Аннет взяла девочку из объятий сестры. Я сомневался, чтобы можно было что-то сейчас сделать для Дагни, но если что-то возможно, Аннет это сделает. Может, ее забота и время залечат раны — если только нам не удастся получить настоящую медицинскую помощь наверху. Будут ли враги воевать с ребенком, с больным ребенком? Рядом со мной оказалась Гита. Она поступила так же, как когда-то с Лугардом: положила мою здоровую руку себе на плечо, предлагая опору, в которой я так нуждался. Остальную часть пути я помню смутно. В конце концов я проснулся в казарме.
На этот раз койки вокруг меня были заняты спящими. Одни стонали, другие бормотали во сне. Я осторожно ощупал себя. Куртки нет. Пальцы скользнули по повязкам, защищавшим и залечивавшим раны. Это легкое прикосновение вызвало приступ боли. Мы должны благодарить судьбу: в нашем распоряжении есть медикаменты. Я знал, что раны под повязками быстро заживут. Однако я проголодался, и голод заставил меня двигаться. Опустившись на четвереньки, я осторожно встал и побрел в столовую, оставив одеяла на койке. Здесь был полумрак. Свет на время сна в казарме приглушали, но все же не было абсолютной мглы пещер. Я видел плиту, тюбики с пищей и другие припасы на полке у стены. Направился к плите. Как открыть тюбик? Хоть я и чувствовал себя лучше, но по-прежнему мог действовать только одной рукой. Поэтому зубами отвернул колпачок и подождал, пока согреется содержимое. Еда пахла восхитительно, рот наполнился слюной, и я не стал ждать, пока все согреется, а жадно высосал теплую пищу.
— Это ты…
Я повернулся на это восклицание и увидел Аннет, закутанную в одеяло.

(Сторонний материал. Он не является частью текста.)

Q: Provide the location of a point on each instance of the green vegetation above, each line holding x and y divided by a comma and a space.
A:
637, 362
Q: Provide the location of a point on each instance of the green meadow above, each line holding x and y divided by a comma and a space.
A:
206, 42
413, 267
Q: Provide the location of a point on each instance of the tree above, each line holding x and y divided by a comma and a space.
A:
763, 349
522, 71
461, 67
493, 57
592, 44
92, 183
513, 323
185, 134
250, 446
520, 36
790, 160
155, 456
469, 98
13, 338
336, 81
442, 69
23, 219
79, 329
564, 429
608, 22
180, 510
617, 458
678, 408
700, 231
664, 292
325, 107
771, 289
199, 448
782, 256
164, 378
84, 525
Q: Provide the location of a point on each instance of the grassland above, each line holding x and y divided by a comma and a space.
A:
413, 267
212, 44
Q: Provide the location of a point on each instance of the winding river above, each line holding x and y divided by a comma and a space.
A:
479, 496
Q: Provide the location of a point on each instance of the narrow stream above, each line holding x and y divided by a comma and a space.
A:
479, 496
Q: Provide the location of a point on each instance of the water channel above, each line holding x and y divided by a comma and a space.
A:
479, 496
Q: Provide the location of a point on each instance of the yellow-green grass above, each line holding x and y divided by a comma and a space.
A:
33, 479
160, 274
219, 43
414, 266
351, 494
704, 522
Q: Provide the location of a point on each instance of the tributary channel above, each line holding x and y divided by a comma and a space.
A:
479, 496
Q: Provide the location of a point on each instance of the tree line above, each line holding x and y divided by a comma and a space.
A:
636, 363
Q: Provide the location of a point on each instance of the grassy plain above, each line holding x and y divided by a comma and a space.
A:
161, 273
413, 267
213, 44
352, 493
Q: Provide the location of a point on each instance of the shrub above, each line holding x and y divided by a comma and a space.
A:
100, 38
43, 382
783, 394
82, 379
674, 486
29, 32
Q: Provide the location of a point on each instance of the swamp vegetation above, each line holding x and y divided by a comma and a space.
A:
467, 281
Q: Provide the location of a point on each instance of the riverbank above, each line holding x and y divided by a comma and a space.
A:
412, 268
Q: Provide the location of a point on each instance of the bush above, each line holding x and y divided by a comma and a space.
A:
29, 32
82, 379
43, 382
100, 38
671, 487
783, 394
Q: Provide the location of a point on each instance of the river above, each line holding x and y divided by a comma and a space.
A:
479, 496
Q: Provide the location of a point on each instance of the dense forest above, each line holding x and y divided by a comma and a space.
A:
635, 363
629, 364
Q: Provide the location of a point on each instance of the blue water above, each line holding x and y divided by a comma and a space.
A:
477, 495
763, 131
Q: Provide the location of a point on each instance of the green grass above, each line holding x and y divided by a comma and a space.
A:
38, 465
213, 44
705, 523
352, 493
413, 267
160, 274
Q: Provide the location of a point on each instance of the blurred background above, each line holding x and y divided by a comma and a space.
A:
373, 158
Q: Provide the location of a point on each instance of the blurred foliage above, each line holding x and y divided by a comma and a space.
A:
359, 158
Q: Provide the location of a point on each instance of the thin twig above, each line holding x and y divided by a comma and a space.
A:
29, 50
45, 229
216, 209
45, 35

Глаза ее припухли, а лицо осунулось: это была не девочка, а женщина, знавшая тяжелые дни и, может быть, еще более тяжелые ночи.
— Как Дагни?
Она покачала головой и вошла в комнату, тщательно закрыв за собой дверь. Затем, как будто думая о чем-то другом, нажала пластинку в стене, и свет сразу стал ярче.

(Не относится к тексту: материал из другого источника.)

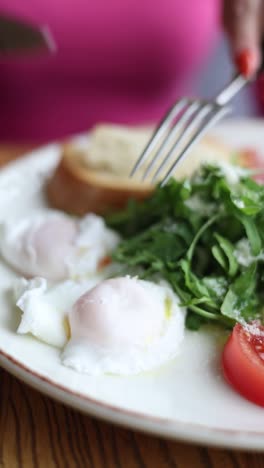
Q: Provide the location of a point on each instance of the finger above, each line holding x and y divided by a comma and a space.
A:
242, 22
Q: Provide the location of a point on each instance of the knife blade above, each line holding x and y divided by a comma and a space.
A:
20, 37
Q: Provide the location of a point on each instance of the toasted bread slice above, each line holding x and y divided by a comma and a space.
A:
93, 176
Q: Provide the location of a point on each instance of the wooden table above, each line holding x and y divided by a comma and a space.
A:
36, 432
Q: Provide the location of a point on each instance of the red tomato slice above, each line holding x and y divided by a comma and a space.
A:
243, 361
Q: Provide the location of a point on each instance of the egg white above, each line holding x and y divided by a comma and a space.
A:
44, 307
55, 246
113, 342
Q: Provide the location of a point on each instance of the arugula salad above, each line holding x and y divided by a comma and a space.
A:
205, 237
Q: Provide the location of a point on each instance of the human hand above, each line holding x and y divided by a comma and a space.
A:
244, 23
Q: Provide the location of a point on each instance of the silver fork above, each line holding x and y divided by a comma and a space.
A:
183, 125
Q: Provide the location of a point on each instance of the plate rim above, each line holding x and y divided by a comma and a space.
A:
174, 429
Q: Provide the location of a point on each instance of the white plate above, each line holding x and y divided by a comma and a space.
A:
186, 399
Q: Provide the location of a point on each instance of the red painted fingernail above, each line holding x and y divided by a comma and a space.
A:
246, 62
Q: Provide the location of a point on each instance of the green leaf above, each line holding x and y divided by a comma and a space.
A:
252, 234
220, 257
228, 249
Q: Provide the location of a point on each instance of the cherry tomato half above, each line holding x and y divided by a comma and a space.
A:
243, 361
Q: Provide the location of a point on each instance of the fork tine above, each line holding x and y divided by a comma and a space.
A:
199, 114
181, 122
211, 119
159, 132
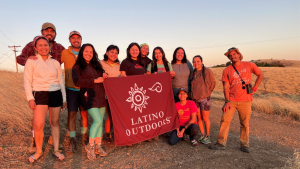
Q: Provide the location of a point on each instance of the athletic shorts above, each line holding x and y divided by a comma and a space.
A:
50, 98
203, 104
73, 100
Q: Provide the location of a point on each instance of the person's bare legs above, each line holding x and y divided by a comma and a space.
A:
39, 117
55, 113
200, 123
205, 117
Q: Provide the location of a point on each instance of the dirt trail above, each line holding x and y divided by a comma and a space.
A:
272, 141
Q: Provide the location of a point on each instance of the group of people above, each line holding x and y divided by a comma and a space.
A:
83, 89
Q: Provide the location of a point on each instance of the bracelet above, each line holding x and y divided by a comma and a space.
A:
254, 89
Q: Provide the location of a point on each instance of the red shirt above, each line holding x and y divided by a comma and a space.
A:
29, 50
185, 112
236, 92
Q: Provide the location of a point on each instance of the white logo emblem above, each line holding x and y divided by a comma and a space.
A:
138, 98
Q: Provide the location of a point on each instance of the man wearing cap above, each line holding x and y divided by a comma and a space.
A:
49, 31
68, 57
145, 53
236, 78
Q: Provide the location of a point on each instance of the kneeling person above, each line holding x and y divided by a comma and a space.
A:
187, 111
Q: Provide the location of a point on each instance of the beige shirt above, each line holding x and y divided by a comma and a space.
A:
111, 70
40, 75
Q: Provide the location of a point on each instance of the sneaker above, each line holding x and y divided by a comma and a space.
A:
217, 146
245, 149
90, 152
32, 148
201, 138
72, 145
99, 150
84, 139
185, 137
194, 143
108, 138
206, 140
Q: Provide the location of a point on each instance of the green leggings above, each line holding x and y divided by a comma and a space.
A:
97, 126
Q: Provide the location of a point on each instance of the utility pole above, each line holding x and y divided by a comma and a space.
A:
15, 55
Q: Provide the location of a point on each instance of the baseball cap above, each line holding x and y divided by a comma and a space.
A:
74, 33
48, 25
233, 49
144, 44
182, 89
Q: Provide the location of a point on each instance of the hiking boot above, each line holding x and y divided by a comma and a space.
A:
72, 145
194, 143
90, 151
206, 140
99, 150
84, 139
185, 137
32, 148
245, 149
217, 146
201, 138
108, 138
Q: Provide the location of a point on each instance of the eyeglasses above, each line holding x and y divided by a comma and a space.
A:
244, 86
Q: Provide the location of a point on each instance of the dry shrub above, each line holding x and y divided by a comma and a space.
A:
293, 163
278, 93
275, 105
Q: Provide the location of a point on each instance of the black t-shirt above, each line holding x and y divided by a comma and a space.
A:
146, 61
132, 67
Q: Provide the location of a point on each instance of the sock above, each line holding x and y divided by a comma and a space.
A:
98, 140
72, 133
83, 130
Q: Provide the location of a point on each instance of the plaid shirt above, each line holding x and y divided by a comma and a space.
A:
29, 50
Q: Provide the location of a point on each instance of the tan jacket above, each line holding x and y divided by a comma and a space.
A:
40, 75
69, 59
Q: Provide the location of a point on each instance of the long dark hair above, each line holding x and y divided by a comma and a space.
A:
154, 60
203, 68
139, 58
184, 60
94, 61
111, 47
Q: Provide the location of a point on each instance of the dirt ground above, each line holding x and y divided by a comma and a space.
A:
273, 140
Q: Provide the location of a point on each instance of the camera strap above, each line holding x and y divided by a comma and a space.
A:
237, 73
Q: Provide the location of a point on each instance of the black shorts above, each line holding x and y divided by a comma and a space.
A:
73, 100
50, 98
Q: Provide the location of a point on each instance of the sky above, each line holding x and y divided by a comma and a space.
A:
261, 29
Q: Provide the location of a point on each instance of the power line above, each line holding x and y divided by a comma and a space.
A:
6, 58
7, 37
3, 44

— Кофе на плите, — усталым голосом сказала она. — Нажми кнопку.
Я положил пустой тюбик, достал две чашки и поставил их на стол. Аннет не пыталась помочь мне; села, поставив на стол локти и опустив голову на руки.

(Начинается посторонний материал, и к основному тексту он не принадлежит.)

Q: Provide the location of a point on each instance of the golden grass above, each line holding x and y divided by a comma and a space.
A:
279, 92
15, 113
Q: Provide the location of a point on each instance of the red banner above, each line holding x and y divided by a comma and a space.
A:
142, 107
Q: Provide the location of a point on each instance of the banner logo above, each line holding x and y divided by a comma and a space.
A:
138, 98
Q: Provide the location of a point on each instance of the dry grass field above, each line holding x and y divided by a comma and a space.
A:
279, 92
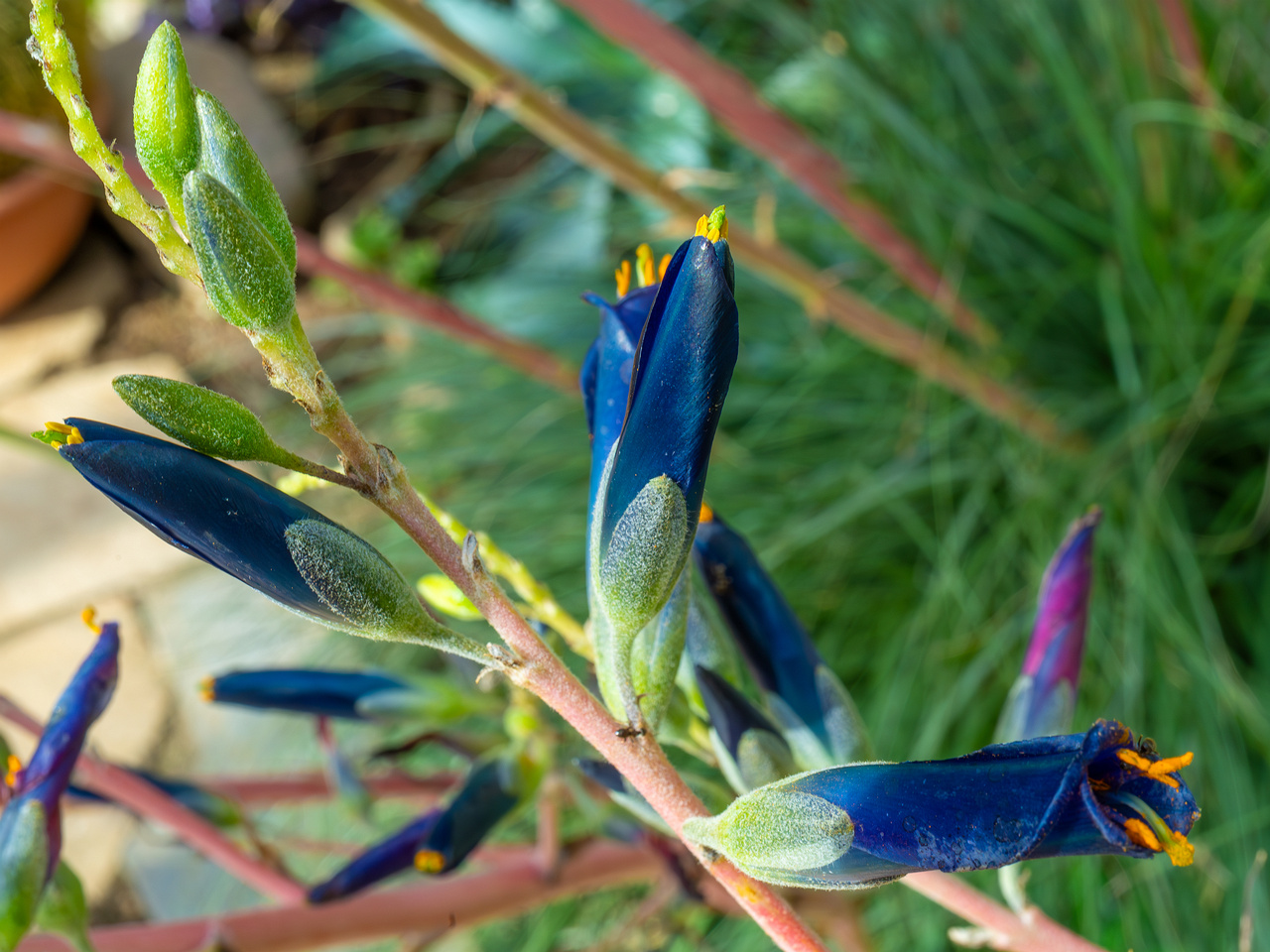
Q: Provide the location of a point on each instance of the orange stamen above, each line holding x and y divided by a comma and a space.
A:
624, 278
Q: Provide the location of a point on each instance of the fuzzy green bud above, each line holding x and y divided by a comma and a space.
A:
772, 834
359, 585
245, 278
64, 910
199, 417
164, 118
229, 158
23, 867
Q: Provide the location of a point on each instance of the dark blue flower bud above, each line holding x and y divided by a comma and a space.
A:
813, 708
309, 690
857, 825
252, 531
31, 825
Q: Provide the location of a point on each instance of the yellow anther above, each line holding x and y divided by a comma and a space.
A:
430, 861
644, 270
1157, 770
89, 619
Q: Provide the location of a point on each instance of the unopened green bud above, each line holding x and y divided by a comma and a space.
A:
229, 158
774, 834
64, 910
443, 594
164, 119
23, 867
199, 417
245, 278
644, 557
359, 585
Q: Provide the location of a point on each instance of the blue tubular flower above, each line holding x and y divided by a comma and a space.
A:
249, 530
490, 792
864, 824
304, 690
385, 858
749, 748
815, 710
1044, 697
31, 825
648, 495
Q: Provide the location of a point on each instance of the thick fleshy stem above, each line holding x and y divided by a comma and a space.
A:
56, 58
144, 798
996, 925
512, 887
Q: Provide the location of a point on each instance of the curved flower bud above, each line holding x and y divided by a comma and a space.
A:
751, 749
164, 119
441, 839
310, 690
1043, 699
648, 497
31, 825
864, 824
813, 707
249, 530
245, 277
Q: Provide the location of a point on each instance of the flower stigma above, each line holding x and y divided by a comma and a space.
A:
1153, 834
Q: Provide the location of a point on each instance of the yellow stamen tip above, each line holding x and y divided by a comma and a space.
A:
430, 861
624, 278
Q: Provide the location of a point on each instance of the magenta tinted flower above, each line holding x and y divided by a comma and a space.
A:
1043, 699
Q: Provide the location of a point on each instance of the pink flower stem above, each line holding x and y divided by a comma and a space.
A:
1030, 932
513, 887
144, 798
818, 173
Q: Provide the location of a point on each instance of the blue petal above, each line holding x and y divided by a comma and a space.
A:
200, 506
770, 635
488, 796
996, 806
683, 368
385, 858
304, 690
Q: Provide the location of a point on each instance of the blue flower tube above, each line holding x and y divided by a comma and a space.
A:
310, 690
804, 694
864, 824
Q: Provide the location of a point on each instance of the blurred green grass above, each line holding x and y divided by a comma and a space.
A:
1047, 158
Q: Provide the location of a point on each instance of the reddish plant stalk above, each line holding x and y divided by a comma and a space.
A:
1030, 932
144, 798
731, 99
262, 791
516, 885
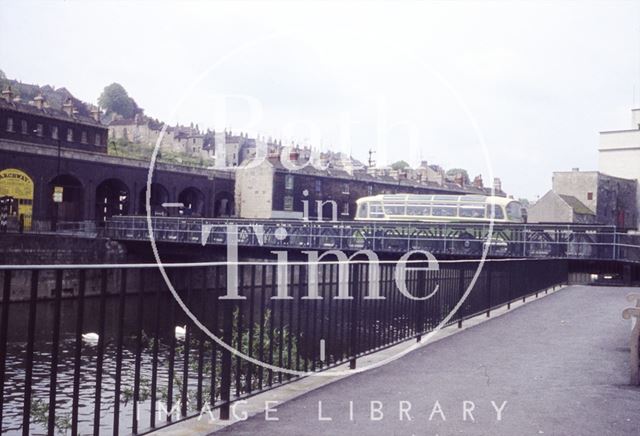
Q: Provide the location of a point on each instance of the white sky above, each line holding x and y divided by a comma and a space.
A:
540, 79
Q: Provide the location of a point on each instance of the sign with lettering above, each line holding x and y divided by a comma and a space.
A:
57, 194
17, 184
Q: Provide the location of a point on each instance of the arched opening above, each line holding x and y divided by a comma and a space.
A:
66, 197
223, 205
159, 195
193, 201
112, 199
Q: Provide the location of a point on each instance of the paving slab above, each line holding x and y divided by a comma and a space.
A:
556, 366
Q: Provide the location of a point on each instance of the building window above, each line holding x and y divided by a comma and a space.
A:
288, 182
288, 202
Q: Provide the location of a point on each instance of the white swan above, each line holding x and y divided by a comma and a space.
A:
90, 337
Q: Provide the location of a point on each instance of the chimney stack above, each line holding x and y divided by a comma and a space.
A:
7, 94
95, 113
39, 101
68, 107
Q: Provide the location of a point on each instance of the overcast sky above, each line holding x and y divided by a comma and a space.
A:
534, 81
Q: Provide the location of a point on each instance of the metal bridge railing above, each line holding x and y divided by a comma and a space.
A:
537, 241
107, 348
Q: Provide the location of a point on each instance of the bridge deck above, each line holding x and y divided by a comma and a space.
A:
462, 239
561, 363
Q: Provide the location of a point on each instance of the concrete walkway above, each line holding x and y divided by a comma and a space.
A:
560, 363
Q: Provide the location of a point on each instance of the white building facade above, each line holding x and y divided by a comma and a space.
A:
619, 153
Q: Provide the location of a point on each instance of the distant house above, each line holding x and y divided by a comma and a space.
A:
558, 208
612, 199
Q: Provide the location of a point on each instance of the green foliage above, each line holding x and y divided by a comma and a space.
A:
400, 165
114, 98
133, 150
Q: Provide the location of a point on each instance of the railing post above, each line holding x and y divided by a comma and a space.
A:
488, 284
227, 337
419, 313
4, 325
460, 294
355, 286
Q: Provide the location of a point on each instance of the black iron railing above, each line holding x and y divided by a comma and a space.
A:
107, 349
462, 239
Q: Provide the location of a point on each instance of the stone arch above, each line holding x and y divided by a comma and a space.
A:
66, 197
112, 199
159, 195
193, 200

— Может, в порту… что-нибудь сделают… — но в голосе ее звучало сомнение. — А как проходы, Вир?
По-прежнему одной рукой я налил кофе в чашки, критически осмотрел их и добавил в каждую по две полных ложки тростникового сахара. Размешал сначала в ее чашке, потом занялся своей.
— Оба прохода закрыты. У нас нет оборудования — по крайней мере я его не видел, — чтобы пробить перемычки.